Mandaladeesudu () is a 1987 Indian Telugu-language satirical film directed by M. Prabhakar Reddy. The film was made by Krishna amidst the background of his rivalry with fellow actor and then chief minister  of Andhra Pradesh N. T. Rama Rao in cinema and politics, and is meant to satirize the latter, leading to a rather controversial production.

Plot
The famous actor Bhima Rao (a parody of N. T. Rama Rao) shifts to politics, using theatrics, making impossible promises and cutting backroom deals to try to win the election.

Cast
 Kota Srinivasa Rao as Bhima Rao

Production
Mandaladeesudu was made by Krishna during a low point in his relationship with Rama Rao. Having already had a major rivalry in the film industry, their animosity increased after Rama Rao entered politics with the formation of the Telugu Desham Party and eventually became the chief minister of pre-bifurication Andhra Pradesh in 1983, with Krishna entering the Congress Party in response.
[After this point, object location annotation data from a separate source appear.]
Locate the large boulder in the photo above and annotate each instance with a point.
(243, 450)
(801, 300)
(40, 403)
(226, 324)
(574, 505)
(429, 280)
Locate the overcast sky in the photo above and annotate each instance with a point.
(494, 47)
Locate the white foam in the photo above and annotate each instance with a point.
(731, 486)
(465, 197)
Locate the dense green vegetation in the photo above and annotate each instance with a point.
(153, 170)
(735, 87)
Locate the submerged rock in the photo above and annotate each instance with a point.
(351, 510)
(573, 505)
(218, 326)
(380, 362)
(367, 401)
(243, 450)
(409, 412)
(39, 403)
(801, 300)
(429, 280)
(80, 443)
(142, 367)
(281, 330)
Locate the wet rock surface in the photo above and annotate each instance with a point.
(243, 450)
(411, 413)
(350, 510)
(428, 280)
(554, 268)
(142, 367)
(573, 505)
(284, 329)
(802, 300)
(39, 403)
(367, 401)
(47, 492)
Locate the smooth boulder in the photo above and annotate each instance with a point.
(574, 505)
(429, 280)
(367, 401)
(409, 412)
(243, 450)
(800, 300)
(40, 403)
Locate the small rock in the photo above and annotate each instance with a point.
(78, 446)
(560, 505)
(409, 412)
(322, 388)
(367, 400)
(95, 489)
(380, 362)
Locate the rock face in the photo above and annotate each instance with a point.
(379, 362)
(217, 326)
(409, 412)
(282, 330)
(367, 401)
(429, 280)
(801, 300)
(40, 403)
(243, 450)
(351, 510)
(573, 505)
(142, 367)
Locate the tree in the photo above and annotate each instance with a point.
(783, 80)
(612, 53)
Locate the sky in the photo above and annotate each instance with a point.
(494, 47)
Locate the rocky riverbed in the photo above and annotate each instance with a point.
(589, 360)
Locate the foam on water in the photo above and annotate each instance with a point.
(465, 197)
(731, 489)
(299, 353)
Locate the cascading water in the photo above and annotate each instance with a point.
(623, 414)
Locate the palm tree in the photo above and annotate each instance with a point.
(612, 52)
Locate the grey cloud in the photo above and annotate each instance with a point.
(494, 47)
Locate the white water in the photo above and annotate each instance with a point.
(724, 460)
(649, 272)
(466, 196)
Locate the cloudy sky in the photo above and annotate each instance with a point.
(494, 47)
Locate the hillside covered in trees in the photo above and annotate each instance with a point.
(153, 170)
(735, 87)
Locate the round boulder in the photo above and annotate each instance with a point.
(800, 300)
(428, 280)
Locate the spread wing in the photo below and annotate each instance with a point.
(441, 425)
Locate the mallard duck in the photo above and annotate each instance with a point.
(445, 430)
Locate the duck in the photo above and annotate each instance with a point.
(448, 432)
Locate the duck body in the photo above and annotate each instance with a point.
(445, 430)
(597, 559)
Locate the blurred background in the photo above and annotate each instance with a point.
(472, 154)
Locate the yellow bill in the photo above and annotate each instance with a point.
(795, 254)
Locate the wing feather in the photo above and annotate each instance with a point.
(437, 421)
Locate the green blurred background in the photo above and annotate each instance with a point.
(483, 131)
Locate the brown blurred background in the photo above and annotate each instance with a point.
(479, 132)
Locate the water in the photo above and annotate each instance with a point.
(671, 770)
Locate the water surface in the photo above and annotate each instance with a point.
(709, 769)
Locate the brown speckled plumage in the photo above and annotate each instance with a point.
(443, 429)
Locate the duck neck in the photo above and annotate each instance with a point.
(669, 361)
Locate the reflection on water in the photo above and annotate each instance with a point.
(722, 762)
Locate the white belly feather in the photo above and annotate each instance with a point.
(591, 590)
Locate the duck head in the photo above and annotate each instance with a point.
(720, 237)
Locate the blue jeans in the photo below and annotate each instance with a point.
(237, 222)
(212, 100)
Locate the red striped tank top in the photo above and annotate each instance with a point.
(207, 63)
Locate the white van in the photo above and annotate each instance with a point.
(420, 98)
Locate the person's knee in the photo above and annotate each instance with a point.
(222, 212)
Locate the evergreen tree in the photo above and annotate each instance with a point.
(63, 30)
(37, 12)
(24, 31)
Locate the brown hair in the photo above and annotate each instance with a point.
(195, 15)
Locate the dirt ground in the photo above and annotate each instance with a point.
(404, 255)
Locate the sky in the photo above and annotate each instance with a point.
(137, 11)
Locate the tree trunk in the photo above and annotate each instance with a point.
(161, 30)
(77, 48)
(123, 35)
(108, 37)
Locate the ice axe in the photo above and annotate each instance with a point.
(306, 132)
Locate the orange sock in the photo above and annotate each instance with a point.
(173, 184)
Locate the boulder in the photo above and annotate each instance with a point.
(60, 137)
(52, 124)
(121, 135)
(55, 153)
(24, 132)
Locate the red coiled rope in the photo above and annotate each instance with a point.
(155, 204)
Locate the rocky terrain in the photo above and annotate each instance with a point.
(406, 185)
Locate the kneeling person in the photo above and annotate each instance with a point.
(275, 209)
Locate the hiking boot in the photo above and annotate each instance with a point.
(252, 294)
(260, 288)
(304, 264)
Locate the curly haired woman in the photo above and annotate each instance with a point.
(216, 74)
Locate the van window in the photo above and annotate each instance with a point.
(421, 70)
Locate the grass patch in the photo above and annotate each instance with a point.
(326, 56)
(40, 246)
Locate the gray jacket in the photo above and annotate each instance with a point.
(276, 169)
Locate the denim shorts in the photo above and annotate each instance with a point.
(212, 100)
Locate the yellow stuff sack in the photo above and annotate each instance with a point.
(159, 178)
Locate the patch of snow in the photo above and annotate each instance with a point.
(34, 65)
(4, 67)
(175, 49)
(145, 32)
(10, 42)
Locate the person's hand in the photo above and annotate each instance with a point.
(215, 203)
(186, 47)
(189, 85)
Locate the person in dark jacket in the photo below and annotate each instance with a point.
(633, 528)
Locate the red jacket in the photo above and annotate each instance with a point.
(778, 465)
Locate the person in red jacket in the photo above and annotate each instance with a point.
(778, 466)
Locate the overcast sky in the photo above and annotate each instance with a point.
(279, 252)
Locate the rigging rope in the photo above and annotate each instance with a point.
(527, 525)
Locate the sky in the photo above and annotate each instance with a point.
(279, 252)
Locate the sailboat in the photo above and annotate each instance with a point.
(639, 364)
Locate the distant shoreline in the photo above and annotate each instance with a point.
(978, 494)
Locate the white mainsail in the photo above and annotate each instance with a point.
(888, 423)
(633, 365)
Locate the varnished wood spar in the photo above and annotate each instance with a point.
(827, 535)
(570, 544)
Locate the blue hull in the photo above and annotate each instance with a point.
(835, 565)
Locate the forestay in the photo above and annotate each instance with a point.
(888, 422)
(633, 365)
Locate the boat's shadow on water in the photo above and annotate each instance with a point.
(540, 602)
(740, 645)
During this period, Krishna made three films criticizing Rama Rao, with Mandaladeesudu being one of them. Initially, no one "dared" to play Rama Rao, especially leading actors, and even when Kota Srinivasa Rao, considered a "character actor", was cast for the part, he was fearful of the potential backlash.

Reception
According to Rao, he was blacklisted by some directors and producers in the industry that supported NTR after the film's release, and was also involved in an incident where he was confronted and beaten by a mob of Telugu Desam Party supporters at a train station. Posani Krishna Murali has stated that NTR himself actually approved of Rao's performance and went on to say that the character was indistinguishable from him. Rao also stated in a 2021 interview that NTR appreciated his performance, but that his son and fellow actor Balakrishna spat in his face when he encountered him during another film shooting in Rajahmundry sometime during the 1990s. Later on, Jandhyala decided to cast Rao as the miser character Lakshmipathy in the film Aha Naa-Pellanta! based on his acting in Mandaladeesudu despite the initial objections of producer D. Ramanaidu, with both the film and the character becoming a huge success.